Future considerations
The panel advocated for expanded clinical implementation of fluorescence imaging and development of laparoscopic-compatible models. Further studies are needed to evaluate outcomes stratified by comorbidities and to establish best practices across surgical settings. A follow-up consensus meeting is planned to review adoption trends and clinical impact.
Conclusion
The panel reached a consensus that fluorescence imaging is a technology that has the potential to improve surgical wound care by introducing objective, real-time bacterial visualization throughout the perioperative continuum (Table 1). Pre-operatively, it may assist with treatment planning, patient education, and interdisciplinary collaboration. Intra-operatively, it has the potential to improve debridement accuracy and graft outcomes, while post-operatively, it enables ongoing monitoring to pre-empt complications. This potentially could reduce the incidence of SSIs, enhancing surgical precision, and supporting antimicrobial stewardship. Fluorescence imaging may address some of the key challenges in modern surgical practice.

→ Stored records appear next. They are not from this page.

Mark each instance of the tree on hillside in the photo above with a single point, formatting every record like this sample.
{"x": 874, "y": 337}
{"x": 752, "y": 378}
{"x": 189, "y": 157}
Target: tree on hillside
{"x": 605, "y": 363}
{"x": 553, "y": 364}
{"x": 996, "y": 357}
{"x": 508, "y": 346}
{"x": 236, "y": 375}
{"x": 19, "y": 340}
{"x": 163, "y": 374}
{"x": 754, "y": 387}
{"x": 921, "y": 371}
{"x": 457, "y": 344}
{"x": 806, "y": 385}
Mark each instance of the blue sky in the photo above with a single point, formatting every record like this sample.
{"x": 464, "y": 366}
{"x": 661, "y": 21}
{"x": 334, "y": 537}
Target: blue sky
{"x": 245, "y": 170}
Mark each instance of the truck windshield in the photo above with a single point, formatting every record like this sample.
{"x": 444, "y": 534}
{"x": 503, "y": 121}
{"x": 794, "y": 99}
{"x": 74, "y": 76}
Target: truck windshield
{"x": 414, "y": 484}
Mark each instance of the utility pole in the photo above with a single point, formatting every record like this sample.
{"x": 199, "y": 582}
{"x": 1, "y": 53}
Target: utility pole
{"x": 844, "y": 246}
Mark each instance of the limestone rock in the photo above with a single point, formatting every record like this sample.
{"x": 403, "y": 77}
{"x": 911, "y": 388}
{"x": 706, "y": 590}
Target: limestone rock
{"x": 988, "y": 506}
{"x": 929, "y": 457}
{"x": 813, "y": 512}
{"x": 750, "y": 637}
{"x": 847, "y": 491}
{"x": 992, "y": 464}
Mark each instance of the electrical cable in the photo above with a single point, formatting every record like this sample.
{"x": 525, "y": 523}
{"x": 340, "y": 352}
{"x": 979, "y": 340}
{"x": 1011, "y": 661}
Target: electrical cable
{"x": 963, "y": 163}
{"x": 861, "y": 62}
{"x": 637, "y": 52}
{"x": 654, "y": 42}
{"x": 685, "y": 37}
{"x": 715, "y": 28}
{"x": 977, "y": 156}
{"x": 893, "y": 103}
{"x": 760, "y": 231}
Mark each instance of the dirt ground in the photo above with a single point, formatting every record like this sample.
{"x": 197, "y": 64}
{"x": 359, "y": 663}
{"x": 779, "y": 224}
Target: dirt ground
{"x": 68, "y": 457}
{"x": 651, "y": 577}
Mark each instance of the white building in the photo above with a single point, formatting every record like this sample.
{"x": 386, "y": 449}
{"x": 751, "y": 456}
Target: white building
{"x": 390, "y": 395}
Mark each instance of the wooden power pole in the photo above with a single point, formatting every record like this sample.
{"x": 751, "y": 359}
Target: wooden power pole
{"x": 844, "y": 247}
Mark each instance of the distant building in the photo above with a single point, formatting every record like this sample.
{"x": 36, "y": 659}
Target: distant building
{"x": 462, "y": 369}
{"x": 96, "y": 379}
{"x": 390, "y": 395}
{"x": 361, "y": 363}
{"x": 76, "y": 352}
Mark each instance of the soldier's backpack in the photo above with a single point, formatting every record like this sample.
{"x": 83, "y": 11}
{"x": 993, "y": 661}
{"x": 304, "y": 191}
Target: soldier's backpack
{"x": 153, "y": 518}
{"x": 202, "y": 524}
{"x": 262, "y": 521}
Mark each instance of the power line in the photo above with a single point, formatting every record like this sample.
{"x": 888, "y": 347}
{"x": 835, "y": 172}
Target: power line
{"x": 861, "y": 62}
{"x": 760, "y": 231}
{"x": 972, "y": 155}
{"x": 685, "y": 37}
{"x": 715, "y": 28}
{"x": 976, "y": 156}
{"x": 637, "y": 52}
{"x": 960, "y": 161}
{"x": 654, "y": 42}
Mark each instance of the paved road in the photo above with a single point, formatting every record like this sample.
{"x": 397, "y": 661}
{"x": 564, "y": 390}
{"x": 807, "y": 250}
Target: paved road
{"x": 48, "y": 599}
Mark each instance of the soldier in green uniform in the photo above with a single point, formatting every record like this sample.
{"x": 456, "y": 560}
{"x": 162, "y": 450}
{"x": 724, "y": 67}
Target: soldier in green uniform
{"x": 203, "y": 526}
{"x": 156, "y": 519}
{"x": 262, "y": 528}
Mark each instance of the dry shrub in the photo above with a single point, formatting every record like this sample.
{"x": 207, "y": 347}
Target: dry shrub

TABLE 1 Summary of consensus statements
| Statement 1 | Fluorescence imaging should be incorporated into pre-operative assessment to objectively identify wounds with elevated bacterial burden, enabling risk stratification, tailored protocol planning, patient education, and interdisciplinary collaboration. |
| Statement 2 | Real-time use of fluorescence imaging intra-operatively is recommended to confirm an aseptic surgical field and subsequently to improve debridement accuracy, surgical and graft outcomes. |
| Statement 3 | Post-operative fluorescence imaging at early follow-up (1-2 weeks) enables timely detection of subclinical bacterial burden, facilitates monitoring of therapeutic response, and supports escalation protocols thereby enhancing early intervention and reducing the risk of surgical site infections. |
The authors anticipate more specialties may integrate fluorescence imaging into their workflows, and the evidence base will grow, strengthening its role as a standard adjunct in surgical management. Future developments, including laparoscopic and robotic-compatible imaging platforms, will further expand its utility in minimally invasive and complex surgical procedures. Given its cost-effectiveness, ease of use, and growing body of supportive evidence, the MolecuLight imaging device and similar tools are poised to redefine best practices in surgical wound care.